Die vorliegende Publikation, die Schriftfassung der von Christina Heinz bei Volker Rieble (einem scharfen Kritiker der BAG-Rsp) an der Ludwig-Maximilians-Universität München verfassten und im Sommer 2012 angenommenen Dissertation darstellt, setzt sich mit der, dieses Sonderproblem behandelnden Judikaturlinie kritisch auseinander.

Die Arbeit ist in sieben Kapitel gegliedert, wobei das erste die von der Rsp entwickelte Rechtsfigur des „Blitzaustritts“ bzw „Blitzwechsels“ behandelt.

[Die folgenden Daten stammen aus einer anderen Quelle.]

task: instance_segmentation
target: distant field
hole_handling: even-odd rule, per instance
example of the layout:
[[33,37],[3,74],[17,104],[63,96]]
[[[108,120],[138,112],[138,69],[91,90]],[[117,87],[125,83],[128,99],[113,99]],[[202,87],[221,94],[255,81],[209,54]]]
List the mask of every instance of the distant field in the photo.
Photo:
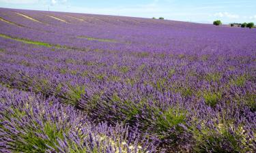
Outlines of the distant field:
[[0,8],[0,152],[256,152],[255,36]]

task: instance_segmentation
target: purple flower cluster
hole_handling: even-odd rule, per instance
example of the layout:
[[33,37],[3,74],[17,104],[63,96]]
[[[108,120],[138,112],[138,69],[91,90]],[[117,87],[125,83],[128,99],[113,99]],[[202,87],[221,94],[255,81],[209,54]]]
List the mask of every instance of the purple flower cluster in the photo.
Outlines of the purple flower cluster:
[[255,29],[2,8],[0,19],[1,152],[256,152]]

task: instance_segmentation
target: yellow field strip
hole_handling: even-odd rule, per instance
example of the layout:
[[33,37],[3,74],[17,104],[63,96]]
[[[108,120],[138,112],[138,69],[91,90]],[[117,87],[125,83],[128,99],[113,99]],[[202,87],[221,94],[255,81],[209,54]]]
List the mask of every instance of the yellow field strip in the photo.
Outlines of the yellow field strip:
[[74,16],[68,16],[68,15],[66,15],[66,16],[68,16],[70,18],[72,18],[76,19],[76,20],[80,20],[80,21],[85,21],[83,19],[81,19],[81,18],[76,18],[76,17],[74,17]]
[[31,18],[31,17],[30,17],[30,16],[28,16],[24,15],[24,14],[20,14],[20,13],[18,13],[18,12],[15,12],[15,13],[16,13],[16,14],[18,14],[18,15],[20,15],[20,16],[23,16],[23,17],[25,18],[29,19],[29,20],[33,20],[33,21],[35,21],[35,22],[40,22],[40,23],[42,23],[42,22],[40,22],[40,21],[39,21],[39,20],[36,20],[36,19],[35,19],[35,18]]
[[16,24],[16,23],[12,22],[11,22],[11,21],[6,20],[5,19],[2,18],[1,17],[0,17],[0,20],[1,20],[1,21],[3,21],[3,22],[7,22],[7,23],[9,23],[9,24],[14,24],[14,25],[18,26],[18,27],[25,27],[23,26],[23,25],[20,25],[20,24]]
[[54,19],[55,19],[55,20],[59,20],[59,21],[61,21],[61,22],[66,22],[66,23],[68,23],[67,21],[66,21],[66,20],[62,20],[62,19],[61,19],[61,18],[57,18],[57,17],[55,17],[55,16],[50,16],[50,15],[48,15],[48,16],[51,17],[51,18],[54,18]]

Hier wird herausgearbeitet, dass damit, weil der Verbandsaustritt selbst als wirksam angesehen wird, eine Loslösung der Tarifbindung des/der AG von dessen/deren Verbandsmitgliedschaft erfolgt, wobei diese aber letztlich auf der mitgliedschaftlichen Bindung beruhen soll. Auf dieser Basis wird dann im zweiten Kapitel auf die vereinsrechtliche Ausgangslage eingegangen, die einem Blitzaustritt bzw -wechsel eigentlich nicht entgegensteht. Im nächsten umfangreicheren Kapitel wird dann auf die tarifrechtliche Rechtfertigung der Tarifgeltung ohne Mitgliedschaft eingegangen, die ja eigentlich nur als „Nachbindung“ (§ 3 Abs 3 TVG) vorgesehen ist. Minutiös zerlegt Heinz die Argumentation des BAG in ihre Einzelteile, um darzulegen, dass diese mit der im deutschen Tarifrecht angelegten mitgliedschaftlich, individuell und freiheitlich konzipierten Tarifautonomie im Widerspruch steht. Ebenso gründlich wird dann im folgenden Kapitel unter zivilrechtlichen Gesichtspunkten das Bestehen von Informationspflichten bzw Erfüllungsansprüchen des AG-Verbandes geprüft und verneint. Das darauf folgende Kapitel behandelt die verfassungsrechtliche Frage, inwieweit die „Vorbindung“ wegen Informationspflichtverletzung auf die Drittwirkungsklausel des Grundrechtes auf Koalitionsfreiheit in Art 9 Abs 3 GG gegründet werden kann. Dabei wird von der Annahme ausgegangen, dass das Koalitionsgrundrecht vom Individuum aus gegründet ist; die BAG-Rsp könne daher – egal ob mit der gewerkschaftlichen Rechtsposition oder der Funktionsfähigkeit der Tarifautonomie argumentiert wird – nicht überzeugen.

Das vorliegende Werk bietet eine gründliche und fundierte Aufarbeitung eines aktuellen und in der Fachwelt heiß diskutierten Spezialthemas des deutschen Tarifvertragsrechts, dem sogenannten „Blitzaustritt“ bzw „Blitzwechsel“. Der Befund der Autorin fällt dabei sehr kritisch aus und wird wohl vor allem von jenen LeserInnen geteilt werden, die das Grundrecht auf Koalitionsfreiheit als dem Individuum eingeräumtes Recht ansehen; bei einer stärkeren Betonung kollektiver und systemischer Elemente könnte dieser hingegen auch anders ausfallen.